If you use this software in your research, please cite with the following BibTeX:

@misc{plandes-clj-nlp-parse, author = {Paul Landes}, title = {Natural Language Parse and Feature Generation}, year = {2018}, publisher = {GitHub}, journal = {GitHub repository}, howpublished = {\url{https://github.com/plandes/clj-nlp-parse}} }

References

See the general NLP feature creation library for additional references.

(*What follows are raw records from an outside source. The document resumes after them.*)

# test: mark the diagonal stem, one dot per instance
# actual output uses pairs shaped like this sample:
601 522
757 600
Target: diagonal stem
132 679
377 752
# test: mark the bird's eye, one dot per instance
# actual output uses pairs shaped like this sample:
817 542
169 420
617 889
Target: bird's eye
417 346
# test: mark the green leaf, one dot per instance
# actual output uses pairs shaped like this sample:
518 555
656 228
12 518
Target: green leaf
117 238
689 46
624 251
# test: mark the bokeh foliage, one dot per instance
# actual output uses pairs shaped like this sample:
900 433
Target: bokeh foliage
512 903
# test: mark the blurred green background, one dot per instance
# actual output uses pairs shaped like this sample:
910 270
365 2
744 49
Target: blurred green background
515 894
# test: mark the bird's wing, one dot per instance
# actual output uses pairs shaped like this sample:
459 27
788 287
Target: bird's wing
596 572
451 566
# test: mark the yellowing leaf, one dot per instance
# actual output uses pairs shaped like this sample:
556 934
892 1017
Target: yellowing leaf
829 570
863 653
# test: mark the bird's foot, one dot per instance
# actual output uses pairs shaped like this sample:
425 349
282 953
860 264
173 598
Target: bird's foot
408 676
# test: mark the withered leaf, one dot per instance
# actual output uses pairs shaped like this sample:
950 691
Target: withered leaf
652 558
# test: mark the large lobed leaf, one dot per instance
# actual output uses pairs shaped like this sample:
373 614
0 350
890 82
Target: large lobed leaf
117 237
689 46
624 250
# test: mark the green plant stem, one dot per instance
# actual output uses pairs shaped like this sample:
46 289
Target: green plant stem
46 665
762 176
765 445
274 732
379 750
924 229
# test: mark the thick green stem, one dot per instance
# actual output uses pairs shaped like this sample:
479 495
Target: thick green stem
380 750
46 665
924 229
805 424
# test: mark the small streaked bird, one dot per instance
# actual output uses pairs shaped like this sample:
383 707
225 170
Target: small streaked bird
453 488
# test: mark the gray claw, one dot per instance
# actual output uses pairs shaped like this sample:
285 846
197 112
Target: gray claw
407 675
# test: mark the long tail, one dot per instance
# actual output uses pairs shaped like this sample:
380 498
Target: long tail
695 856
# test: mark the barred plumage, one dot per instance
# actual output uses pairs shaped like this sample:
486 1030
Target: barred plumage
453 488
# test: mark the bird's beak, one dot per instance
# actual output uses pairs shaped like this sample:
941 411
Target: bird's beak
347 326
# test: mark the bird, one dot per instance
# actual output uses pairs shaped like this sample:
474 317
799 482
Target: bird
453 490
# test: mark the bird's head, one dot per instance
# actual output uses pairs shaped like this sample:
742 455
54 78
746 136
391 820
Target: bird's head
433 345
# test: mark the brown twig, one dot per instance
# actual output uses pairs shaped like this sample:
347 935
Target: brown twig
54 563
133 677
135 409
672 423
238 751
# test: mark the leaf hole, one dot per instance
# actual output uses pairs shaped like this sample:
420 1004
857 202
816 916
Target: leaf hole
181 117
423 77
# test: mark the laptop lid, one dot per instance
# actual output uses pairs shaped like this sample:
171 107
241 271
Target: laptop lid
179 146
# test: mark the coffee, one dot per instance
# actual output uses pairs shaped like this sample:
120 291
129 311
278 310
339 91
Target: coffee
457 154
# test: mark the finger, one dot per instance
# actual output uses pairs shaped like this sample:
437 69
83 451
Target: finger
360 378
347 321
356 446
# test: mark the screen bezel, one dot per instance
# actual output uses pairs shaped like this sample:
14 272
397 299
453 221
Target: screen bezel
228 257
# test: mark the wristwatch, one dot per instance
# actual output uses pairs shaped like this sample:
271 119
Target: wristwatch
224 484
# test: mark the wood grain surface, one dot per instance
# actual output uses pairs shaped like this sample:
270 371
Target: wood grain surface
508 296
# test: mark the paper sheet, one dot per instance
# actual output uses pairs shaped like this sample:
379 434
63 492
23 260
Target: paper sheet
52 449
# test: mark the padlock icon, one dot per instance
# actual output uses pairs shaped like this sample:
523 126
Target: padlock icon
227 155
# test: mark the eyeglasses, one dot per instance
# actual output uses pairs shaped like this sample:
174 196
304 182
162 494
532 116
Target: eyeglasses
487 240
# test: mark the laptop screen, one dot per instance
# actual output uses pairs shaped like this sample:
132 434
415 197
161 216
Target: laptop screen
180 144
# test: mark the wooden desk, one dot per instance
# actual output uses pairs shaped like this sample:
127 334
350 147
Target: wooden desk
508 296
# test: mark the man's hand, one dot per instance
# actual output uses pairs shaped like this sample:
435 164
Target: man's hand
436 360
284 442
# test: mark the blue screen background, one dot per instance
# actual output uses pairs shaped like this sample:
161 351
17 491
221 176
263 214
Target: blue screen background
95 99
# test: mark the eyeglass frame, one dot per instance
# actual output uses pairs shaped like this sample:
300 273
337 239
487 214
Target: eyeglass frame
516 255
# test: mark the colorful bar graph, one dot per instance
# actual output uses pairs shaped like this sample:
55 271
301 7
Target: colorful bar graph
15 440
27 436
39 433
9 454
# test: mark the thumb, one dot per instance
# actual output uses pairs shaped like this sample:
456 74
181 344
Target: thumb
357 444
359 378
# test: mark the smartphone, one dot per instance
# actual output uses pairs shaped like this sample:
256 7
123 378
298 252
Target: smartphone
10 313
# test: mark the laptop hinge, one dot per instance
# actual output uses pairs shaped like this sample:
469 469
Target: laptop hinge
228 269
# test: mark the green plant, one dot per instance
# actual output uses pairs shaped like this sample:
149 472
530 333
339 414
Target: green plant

@phdthesis{choi2014optimization, title = {Optimization of natural language processing components for robustness and scalability}, author = {Choi, Jinho D}, year = {2014}, school = {University of Colorado Boulder} } @InProceedings{manning-EtAl:2014:P14-5, author = {Manning, Christopher D. and Surdeanu, Mihai and Bauer, John and Finkel, Jenny and Bethard, Steven J. and McClosky, David}, title = {The {Stanford} {CoreNLP} Natural Language Processing Toolkit}, booktitle = {Association for Computational Linguistics (ACL) System Demonstrations}, year = {2014}, pages = {55--60}, url = {http://www.aclweb.org/anthology/P/P14/P14-5010} }

License

Copyright © 2016, 2017, 2018 Paul Landes

Apache License version 2.0

Licensed under the Apache License, Version 2.0 (the "License"); you may not use this file except in compliance with the License. You may obtain a copy of the License at

http://www.apache.org/licenses/LICENSE-2.0

Unless required by applicable law or agreed to in writing, software distributed under the License is distributed on an "AS IS" BASIS, WITHOUT WARRANTIES OR CONDITIONS OF ANY KIND, either express or implied. See the License for the specific language governing permissions and limitations under the License.